Astrobiological musings

March 27, 2007

I was fairly astounded to find that astrobiology – the study of whether life exists elsewhere in the universe – is actually a respected field of study in academia. At its heart astrobiology is quite speculative, since we only have one notable data point of evidence that life occurs at all in the universe, namely good ol’ Mama Earth. There is however, a useful rule of thumb often attributed to Richard Feynman (who is incidentally also credited with a good portion of modern physics), that whatever is not forbidden in nature is mandatory. That is to say, if nature allows for the existence of self-replicating molecular systems on one rock around a fairly average star, then its not unreasonable to think life might exist elsewhere. The case for the commonality of life is strengthened further by the relatively recent discovery of so-called “extremophiles” thriving in the least likely of places on Earth: boiling water surrounding hydrothermal vents, underneath permafrost, and inside rocks to name just a few. Here’s an example of a particular extremophile.

A Pompeii worm colony near a hydrothermal vent.

This is a Pompeii worm colony near a hydrothermal vent. Needless to say, the existence of such extreme forms of life greatly reduces the number of necessary environmental criteria for life. Thus microbial life at least might very well be quite common in the universe.

In fact we might not need to look beyond our own solar system for other forms of life. Our very own Europa (one of Jupiter’s 63 moons!) might not only have liquid water beneath its icy surface but also have a significant heat source. That whole source of heat thing is not irrelevant when you consider that at Jupiter’s orbital distance the luminosity of the Sun isn’t that much greater than the background stars. The source of heat is unknown at the moment, but an intriguing possibility is the strong gravitational tidal flexing Jupiter’s large mass provides. There are actually two interesting bits of evidence for liquid water under the icy shell of Europa: 1) cracks in the ice crust appear to heal with time, and 2) the magnetic field around Europa is significantly smaller than would be expected since Jupiter has a substantial magnetic field. This happens near highly conductive bodies, such as a salty ocean perhaps.

The “heat plus water” equation seems to be more than enough for some of Earth’s extremophilic organisms, which bodes quite well for possible Europan biology. Given all of this it’s quite unfortunate that NASA somehow finds it more useful to waste oodles on a boondoggle to send humans to Mars rather than sending a much cheaper unmanned mission to Europa on a well-motivated search for extraterrestrial life. This despite the fact that we already have two wonderfully adept geologists on Mars right now living off of sunlight alone: the Mars Exploration Rovers Spirit and Opportunity. Here’s an example of two competing ideas regarding the Europan interior.

Alternative theories on the Europan interior.

Of course none of this says anything about the possibilities of complex or intelligent life. For that you probably need to satisfy much more stringent criteria such as the veritable Goldilock’s condition: a habitable planet must not be so far from its parent star that it gets too little light but also not so close that everything boils away. Getting the distance from the star just right is probably the most significant impediment to the development of intelligent life. Read more about the unfolding saga that is astrobiology here and here.
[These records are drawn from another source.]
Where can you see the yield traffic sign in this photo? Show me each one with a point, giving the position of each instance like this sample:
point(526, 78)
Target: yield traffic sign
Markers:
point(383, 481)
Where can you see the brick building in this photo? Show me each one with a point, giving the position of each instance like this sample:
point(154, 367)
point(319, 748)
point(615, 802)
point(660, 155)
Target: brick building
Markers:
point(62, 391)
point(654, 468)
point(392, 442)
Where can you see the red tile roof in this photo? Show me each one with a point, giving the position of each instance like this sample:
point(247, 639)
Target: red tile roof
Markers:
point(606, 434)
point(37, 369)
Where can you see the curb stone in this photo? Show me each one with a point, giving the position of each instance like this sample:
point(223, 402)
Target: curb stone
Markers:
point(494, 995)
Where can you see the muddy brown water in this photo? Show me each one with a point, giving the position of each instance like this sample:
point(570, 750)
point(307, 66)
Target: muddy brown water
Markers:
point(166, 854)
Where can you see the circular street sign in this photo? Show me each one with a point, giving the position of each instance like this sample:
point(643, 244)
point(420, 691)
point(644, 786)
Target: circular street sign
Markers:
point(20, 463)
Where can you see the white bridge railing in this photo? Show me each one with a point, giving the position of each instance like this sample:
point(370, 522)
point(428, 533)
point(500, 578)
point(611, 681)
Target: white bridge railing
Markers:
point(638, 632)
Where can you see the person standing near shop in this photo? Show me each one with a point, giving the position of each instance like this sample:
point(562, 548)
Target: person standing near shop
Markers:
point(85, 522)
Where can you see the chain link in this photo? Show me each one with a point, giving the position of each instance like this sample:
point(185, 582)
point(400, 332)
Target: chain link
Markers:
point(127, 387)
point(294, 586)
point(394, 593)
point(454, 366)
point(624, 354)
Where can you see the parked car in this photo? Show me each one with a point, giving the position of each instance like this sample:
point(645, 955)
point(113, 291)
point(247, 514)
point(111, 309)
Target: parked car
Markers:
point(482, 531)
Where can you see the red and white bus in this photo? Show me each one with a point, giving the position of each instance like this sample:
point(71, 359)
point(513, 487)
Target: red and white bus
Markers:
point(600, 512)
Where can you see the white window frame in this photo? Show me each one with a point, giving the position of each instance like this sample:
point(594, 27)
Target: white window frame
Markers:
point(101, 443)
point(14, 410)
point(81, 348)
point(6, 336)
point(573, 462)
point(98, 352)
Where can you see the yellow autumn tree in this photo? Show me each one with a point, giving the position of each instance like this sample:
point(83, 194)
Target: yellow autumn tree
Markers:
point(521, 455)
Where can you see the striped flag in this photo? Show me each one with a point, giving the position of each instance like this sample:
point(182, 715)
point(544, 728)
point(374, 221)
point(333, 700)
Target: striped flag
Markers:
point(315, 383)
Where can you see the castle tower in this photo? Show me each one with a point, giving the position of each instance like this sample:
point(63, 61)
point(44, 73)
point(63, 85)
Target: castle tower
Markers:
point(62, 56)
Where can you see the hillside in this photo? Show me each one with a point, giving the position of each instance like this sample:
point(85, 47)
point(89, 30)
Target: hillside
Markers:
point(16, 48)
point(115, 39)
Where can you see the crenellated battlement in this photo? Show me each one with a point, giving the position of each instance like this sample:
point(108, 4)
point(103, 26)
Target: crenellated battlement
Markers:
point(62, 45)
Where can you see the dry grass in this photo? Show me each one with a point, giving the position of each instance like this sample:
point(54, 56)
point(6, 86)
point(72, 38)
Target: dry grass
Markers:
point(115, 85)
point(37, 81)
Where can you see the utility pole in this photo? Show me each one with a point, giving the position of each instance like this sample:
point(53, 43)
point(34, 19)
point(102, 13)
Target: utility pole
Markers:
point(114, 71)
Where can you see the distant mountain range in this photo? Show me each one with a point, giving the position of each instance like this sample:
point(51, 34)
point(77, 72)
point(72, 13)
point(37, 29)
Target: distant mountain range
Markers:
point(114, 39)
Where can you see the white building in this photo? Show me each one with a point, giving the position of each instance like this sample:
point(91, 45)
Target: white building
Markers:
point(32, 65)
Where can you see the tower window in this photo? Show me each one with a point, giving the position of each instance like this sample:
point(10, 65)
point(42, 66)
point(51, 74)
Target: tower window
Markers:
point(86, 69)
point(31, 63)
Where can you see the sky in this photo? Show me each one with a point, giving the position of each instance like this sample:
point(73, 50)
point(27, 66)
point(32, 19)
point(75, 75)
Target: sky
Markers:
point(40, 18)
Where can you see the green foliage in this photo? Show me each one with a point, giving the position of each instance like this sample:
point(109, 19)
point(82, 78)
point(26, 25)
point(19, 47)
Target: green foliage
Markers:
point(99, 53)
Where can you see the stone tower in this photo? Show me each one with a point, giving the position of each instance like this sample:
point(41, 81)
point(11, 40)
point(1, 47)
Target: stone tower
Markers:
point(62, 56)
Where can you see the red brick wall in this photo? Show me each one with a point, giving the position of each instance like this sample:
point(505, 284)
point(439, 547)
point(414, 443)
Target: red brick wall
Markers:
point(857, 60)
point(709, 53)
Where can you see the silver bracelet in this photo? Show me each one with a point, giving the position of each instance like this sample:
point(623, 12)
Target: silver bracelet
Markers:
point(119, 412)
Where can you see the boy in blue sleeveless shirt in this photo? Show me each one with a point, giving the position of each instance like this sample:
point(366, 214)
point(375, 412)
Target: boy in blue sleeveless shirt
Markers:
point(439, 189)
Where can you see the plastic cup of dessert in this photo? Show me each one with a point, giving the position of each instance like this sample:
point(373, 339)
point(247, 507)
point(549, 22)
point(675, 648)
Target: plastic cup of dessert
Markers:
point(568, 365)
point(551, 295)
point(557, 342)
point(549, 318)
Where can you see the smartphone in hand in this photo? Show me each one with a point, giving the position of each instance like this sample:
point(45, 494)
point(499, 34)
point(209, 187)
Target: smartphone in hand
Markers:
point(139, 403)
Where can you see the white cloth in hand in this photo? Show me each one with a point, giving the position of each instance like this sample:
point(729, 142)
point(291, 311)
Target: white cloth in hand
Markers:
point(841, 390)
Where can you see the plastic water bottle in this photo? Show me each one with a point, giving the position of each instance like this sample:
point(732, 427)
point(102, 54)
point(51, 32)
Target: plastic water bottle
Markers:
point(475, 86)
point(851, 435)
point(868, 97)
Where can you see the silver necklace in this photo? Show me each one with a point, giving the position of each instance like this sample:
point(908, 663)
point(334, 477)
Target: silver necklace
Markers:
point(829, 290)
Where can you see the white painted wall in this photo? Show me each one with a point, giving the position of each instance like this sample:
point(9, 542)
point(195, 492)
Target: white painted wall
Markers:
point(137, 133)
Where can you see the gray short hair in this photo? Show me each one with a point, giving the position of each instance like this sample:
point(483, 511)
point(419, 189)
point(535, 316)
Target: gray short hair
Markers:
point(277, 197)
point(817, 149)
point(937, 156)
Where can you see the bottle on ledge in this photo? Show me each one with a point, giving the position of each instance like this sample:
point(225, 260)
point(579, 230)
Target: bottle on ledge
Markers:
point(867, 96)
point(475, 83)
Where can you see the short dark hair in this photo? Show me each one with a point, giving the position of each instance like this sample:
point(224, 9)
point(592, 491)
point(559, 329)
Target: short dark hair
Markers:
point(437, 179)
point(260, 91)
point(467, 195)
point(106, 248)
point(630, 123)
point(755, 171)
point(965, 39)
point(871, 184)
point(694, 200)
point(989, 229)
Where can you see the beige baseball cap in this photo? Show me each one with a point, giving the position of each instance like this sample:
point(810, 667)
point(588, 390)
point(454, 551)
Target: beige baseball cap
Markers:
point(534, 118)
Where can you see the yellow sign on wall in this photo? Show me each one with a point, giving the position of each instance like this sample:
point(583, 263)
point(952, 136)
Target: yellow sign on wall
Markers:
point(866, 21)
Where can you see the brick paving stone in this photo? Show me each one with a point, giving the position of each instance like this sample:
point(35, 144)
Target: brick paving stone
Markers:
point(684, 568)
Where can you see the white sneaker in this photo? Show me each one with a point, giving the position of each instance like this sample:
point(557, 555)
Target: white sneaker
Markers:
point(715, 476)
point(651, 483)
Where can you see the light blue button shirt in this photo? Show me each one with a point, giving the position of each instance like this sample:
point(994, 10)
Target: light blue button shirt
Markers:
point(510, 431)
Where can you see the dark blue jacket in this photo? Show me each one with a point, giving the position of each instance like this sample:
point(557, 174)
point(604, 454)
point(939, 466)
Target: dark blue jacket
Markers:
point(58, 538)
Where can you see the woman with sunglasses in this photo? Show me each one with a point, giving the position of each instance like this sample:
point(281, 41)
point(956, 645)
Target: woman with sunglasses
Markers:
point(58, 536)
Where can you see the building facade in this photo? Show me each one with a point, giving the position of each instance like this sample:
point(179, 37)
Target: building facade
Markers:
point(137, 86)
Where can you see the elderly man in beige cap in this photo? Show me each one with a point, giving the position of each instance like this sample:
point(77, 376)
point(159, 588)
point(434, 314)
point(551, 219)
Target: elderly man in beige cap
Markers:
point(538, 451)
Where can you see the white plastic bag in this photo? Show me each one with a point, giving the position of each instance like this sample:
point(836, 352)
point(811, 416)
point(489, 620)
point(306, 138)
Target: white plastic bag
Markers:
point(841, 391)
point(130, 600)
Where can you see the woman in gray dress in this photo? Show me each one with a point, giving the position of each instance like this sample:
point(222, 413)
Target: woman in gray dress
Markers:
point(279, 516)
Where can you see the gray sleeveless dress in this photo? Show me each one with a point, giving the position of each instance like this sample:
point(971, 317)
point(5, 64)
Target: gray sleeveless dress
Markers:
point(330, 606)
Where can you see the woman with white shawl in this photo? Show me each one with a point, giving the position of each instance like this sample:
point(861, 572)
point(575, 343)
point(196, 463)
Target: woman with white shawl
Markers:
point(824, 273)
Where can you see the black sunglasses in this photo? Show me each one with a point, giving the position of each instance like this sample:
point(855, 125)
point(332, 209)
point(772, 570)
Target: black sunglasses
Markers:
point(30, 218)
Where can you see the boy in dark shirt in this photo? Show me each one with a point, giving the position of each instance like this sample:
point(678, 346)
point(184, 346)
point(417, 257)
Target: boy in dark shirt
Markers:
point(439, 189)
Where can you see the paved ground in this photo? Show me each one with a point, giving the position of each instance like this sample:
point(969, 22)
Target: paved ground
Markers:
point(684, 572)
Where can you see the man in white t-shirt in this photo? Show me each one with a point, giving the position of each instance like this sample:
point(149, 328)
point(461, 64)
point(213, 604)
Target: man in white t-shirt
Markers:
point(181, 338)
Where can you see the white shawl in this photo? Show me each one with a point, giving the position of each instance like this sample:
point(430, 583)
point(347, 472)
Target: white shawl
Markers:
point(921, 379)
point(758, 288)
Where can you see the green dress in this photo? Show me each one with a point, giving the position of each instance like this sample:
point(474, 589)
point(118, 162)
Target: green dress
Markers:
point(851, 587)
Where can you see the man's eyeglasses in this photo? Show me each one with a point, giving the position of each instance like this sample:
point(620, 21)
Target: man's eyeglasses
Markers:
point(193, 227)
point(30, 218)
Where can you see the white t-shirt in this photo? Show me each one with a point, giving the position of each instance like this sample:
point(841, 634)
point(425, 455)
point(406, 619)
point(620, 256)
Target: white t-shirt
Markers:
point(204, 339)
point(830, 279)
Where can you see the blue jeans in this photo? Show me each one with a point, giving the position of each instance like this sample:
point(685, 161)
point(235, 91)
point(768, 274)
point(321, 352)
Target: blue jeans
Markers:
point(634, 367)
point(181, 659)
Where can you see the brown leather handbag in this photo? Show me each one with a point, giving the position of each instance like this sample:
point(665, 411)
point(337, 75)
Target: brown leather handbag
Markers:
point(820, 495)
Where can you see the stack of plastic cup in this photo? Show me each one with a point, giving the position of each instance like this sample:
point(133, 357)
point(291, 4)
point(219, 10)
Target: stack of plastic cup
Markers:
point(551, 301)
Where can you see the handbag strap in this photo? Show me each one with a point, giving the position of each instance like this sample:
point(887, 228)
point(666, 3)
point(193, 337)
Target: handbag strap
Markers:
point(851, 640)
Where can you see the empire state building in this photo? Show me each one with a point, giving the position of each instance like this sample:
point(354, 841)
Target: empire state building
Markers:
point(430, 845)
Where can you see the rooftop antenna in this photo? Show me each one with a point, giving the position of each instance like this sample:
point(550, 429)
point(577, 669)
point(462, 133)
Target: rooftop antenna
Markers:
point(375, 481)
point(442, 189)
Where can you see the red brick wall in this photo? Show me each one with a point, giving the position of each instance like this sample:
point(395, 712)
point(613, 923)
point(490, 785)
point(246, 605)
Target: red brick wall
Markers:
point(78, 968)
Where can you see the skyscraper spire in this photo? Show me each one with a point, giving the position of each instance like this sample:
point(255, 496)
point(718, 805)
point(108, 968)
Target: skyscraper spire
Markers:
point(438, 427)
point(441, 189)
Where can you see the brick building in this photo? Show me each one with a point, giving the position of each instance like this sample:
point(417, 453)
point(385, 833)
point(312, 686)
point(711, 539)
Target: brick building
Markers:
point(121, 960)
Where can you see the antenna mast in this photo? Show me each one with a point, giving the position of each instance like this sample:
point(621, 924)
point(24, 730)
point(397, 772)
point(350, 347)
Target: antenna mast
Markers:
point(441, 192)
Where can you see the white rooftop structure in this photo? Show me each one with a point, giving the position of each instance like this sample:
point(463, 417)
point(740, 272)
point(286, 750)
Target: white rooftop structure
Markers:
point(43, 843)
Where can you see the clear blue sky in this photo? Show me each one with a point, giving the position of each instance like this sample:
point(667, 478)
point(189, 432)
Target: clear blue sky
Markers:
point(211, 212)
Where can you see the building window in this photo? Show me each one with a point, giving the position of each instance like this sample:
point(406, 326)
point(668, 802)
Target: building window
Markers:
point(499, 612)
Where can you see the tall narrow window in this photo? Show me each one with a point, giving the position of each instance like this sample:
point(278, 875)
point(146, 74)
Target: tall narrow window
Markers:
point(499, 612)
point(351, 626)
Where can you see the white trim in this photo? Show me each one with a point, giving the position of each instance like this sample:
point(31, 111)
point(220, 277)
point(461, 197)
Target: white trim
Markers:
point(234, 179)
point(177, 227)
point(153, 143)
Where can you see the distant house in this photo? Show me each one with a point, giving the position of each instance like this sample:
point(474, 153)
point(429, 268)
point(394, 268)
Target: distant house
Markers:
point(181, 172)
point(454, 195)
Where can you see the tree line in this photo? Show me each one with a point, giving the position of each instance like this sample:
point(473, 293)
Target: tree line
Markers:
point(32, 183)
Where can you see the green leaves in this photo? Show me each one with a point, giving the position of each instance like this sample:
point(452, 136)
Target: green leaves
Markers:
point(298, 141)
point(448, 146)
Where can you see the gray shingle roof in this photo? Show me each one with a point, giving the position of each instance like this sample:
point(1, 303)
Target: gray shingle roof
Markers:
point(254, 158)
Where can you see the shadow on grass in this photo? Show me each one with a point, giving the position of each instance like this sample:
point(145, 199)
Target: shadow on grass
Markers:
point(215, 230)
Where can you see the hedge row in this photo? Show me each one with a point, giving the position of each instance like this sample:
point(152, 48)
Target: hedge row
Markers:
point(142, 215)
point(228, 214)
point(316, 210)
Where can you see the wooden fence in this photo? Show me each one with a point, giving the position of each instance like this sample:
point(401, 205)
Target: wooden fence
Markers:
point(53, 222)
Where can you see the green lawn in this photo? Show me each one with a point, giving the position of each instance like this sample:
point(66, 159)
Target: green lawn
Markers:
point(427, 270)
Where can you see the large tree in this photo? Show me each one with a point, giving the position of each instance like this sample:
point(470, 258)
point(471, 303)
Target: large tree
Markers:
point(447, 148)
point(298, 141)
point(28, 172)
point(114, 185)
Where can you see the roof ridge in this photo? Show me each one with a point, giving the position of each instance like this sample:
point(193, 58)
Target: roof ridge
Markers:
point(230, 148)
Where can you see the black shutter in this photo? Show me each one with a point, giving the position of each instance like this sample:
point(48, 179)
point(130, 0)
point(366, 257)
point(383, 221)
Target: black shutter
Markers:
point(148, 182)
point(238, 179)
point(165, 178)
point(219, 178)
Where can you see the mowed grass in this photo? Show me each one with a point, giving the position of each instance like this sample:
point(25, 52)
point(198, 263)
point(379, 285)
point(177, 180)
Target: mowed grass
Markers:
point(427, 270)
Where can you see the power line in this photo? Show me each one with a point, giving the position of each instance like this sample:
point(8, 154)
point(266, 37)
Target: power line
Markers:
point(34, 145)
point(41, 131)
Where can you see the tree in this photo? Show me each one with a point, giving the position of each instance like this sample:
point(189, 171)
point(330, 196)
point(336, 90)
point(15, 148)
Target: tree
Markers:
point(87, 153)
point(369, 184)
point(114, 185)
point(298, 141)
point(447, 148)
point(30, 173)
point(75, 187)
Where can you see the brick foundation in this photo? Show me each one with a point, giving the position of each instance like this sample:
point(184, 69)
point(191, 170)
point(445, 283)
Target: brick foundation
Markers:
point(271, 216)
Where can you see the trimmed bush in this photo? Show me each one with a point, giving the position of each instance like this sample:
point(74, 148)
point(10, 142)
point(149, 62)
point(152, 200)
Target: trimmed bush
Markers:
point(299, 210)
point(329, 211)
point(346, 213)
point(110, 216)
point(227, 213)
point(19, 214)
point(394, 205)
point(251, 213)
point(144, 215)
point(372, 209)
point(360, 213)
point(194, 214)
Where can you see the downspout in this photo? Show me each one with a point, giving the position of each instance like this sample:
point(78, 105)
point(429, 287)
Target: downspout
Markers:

This might all be pure speculation since any would-be astrobiologist is forced to confront Fermi’s paradox regarding extraterrestrial life: if intelligent life is common why hasn’t it called us up yet? Or would it be too convenient for us to assume that another civilization would choose to communicate with us using radio-waves? Perhaps they’re so advanced that we can’t possibly hope to receive their communications given our limited technological capabilities? While although possible that’s not a falsifiable hypothesis and thus outside the bounds of science, but that won’t stop us from fun pontifications.